Carefully, he raised the shears. He lifted the bandage, creating a gap, feeling regret and release as he broke contact with her skin. He sliced through the bandage. He could feel the warmth of her on his fingers like fever.
The ruined bandage fell away.
He took up another long strip of towel in his right hand. He had to lean in to loop it behind her. He was so close now. His mind took in the shell of her ear, the hair tucked behind it, that rapid pulse fluttering in her throat. Alive, alive, alive.
It isn’t easy for me either.
He looped the bandage around again. The barest touches. Unavoidable. Shoulder, clavicle, once her knee. The water rose around him.
He secured the knot. Step back. He did not step back.

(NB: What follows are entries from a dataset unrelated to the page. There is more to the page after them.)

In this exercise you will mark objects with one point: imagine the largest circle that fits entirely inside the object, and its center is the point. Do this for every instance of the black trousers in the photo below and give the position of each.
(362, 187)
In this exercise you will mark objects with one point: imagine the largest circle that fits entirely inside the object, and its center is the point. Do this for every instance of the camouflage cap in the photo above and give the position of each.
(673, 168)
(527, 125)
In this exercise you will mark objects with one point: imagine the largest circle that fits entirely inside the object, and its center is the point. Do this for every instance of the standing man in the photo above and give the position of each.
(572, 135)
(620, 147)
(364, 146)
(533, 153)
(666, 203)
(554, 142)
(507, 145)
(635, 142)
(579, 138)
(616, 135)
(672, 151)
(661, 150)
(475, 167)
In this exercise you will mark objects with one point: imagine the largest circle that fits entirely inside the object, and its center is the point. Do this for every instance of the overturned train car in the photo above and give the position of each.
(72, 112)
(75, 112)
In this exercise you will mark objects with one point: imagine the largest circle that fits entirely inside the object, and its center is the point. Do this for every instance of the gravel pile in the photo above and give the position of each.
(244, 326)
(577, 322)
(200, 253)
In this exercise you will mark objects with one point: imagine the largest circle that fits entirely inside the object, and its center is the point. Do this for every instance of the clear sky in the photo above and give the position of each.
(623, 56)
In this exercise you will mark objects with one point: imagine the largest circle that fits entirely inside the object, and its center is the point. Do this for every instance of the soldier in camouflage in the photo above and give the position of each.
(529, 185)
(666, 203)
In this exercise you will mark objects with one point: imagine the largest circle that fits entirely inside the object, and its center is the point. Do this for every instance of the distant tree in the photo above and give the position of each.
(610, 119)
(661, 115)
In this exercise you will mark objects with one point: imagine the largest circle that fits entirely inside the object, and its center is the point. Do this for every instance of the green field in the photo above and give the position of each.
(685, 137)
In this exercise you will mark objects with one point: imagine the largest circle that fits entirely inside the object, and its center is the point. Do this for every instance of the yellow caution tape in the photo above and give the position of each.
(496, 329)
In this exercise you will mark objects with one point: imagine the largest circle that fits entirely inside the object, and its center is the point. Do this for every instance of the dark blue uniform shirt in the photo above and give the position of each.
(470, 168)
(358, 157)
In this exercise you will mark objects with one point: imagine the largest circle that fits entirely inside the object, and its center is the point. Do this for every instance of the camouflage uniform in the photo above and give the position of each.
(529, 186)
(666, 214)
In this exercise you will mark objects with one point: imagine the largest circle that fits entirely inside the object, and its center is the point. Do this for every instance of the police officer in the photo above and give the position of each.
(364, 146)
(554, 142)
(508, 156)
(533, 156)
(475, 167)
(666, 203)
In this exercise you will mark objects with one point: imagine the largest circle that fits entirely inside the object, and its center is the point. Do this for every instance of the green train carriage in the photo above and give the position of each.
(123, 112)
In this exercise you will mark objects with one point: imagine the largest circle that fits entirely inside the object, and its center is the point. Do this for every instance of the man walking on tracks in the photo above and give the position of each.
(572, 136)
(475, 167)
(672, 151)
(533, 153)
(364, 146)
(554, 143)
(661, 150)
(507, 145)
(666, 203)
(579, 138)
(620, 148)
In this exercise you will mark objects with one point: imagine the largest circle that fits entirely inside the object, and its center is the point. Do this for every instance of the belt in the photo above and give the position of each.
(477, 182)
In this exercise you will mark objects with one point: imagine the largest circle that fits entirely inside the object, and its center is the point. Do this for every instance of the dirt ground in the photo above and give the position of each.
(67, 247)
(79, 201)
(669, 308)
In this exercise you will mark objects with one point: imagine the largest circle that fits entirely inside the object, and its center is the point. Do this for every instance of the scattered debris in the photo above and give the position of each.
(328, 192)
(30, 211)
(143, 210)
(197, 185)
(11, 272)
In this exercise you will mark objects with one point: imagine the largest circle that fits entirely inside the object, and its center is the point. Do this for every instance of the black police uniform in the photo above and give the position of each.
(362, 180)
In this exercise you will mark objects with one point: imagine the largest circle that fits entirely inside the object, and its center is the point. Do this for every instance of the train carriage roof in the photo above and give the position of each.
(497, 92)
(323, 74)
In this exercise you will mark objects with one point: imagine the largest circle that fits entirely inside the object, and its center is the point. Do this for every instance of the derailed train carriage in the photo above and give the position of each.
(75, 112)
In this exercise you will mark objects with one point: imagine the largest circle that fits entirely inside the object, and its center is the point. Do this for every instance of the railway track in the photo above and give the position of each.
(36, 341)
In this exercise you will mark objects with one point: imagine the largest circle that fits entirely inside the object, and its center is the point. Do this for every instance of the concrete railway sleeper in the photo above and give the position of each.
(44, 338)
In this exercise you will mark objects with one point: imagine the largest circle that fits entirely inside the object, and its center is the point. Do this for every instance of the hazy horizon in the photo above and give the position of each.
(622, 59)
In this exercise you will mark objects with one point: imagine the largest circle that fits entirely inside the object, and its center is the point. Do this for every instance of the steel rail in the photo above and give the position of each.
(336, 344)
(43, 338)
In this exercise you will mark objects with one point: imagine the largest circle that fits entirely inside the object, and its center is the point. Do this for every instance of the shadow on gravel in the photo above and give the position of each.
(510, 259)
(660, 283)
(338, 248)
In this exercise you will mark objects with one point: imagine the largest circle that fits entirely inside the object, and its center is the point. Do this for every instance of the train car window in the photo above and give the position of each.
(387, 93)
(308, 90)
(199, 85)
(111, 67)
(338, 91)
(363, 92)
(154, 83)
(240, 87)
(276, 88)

He stood there, hearing his own breath, hers, the rhythm of them alone in this room.
The sickness was there, the need to run, the need for something else too. Kaz thought he knew the language of pain intimately, but this ache was new. It hurt to stand here like this, so close to the circle of her arms. It isn’t easy for me either. After all she’d endured, he was the weak one. But she would never know what it was like for him to see Nina pull her close, watch Jesper loop his arm through hers, what it was to stand in doorways and against walls and know he could never draw nearer. But I’m here now , he thought wildly. He had carried her, fought beside her, spent whole nights next to her, both of them on their bellies, peering through a long glass, watching some warehouse or merch’s mansion. This was nothing like that. He was sick and frightened, his body slick with sweat, but he was here. He watched that pulse, the evidence of her heart, matching his own beat for anxious beat. He saw the damp curve of her neck, the gleam of her brown skin. He wanted to … He wanted.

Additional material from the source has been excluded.